A realistic skill set
List the skills required to perform each of the duties you have listed. Include specific applications or equipment knowledge required, as well as necessary character traits, such as patience in dealing with complaints for customer service staff. Consider whether you can find all those skills combined in one person. Don’t demand an uncommon combination of skills – even if you eventually find such an unusual person, you will make your company vulnerable to pressure for raises and advancement because the employee will be irreplaceable. If you do not want to reduce the combination of skills, then separate out those skills in which the new employee can be trained.
Too much experience?
List the years of experience required to perform each of the duties. It is common to overstate the number of years of experience required for any job. While it is often true that a lot of experience will provide an extra margin of safety, the result will be higher salaries and a reduction in the potential candidate pool. Careful attention to the job spec will remove the need for expensive safety margins. Reduce the years of experience required. An inquiring mind and a demonstrated ability to use what has been learned, will be more valuable than an extra few years of experience.
Education vs. ability
Many jobs require professional certifications, which are easily defined and should be listed. However, avoid the tendency to exaggerate the level of education needed. There are many good college diplomas which may adequately replace your original bachelor degree requirement. Check the educational levels of your present staff. Is there a correlation between higher education levels and performance?
What can you afford?
Salaries will need to fit the existing pattern at your company or there will be trouble within a few weeks of the higher paid employee starting. If you find your company is now paying staff less than market salaries, you may have to increase the responsibilities of the job so that the revised job title will clearly indicate to your existing staff that a higher salary is justified. Salary discrepancies can be a reason to consider bringing in temporary personnel as any difference will be accepted because the job holder is not viewed as permanent competition.

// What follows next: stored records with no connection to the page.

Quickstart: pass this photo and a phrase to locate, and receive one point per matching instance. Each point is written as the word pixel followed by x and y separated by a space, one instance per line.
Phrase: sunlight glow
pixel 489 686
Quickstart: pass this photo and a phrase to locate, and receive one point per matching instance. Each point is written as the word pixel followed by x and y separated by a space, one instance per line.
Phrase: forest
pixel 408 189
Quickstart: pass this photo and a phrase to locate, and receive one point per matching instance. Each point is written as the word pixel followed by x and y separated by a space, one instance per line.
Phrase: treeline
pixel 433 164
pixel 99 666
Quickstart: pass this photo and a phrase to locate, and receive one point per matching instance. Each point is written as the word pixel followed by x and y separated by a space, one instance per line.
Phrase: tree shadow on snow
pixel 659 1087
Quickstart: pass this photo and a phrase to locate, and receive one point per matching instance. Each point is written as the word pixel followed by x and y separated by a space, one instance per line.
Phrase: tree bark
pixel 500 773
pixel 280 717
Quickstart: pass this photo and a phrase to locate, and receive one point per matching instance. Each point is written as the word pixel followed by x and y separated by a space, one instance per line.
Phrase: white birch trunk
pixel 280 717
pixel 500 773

Essential, important or desired
You are now an expert on all parts of the job requirements. Divide each section of the job spec into groups: Essential, Important and Desired, but not Essential. Reduce the number of Essentials to the absolute minimum. Make one last check with members of other departments who will be interfacing with the new employee. They may have valuable suggestions.
You now have an accurate and detailed job spec of the qualifications and skills that you require for the job. It can be used as the basis for job postings, provided to placement agencies, and used as a checklist when assessing candidates, increasing your chances of attracting and hiring the right candidate.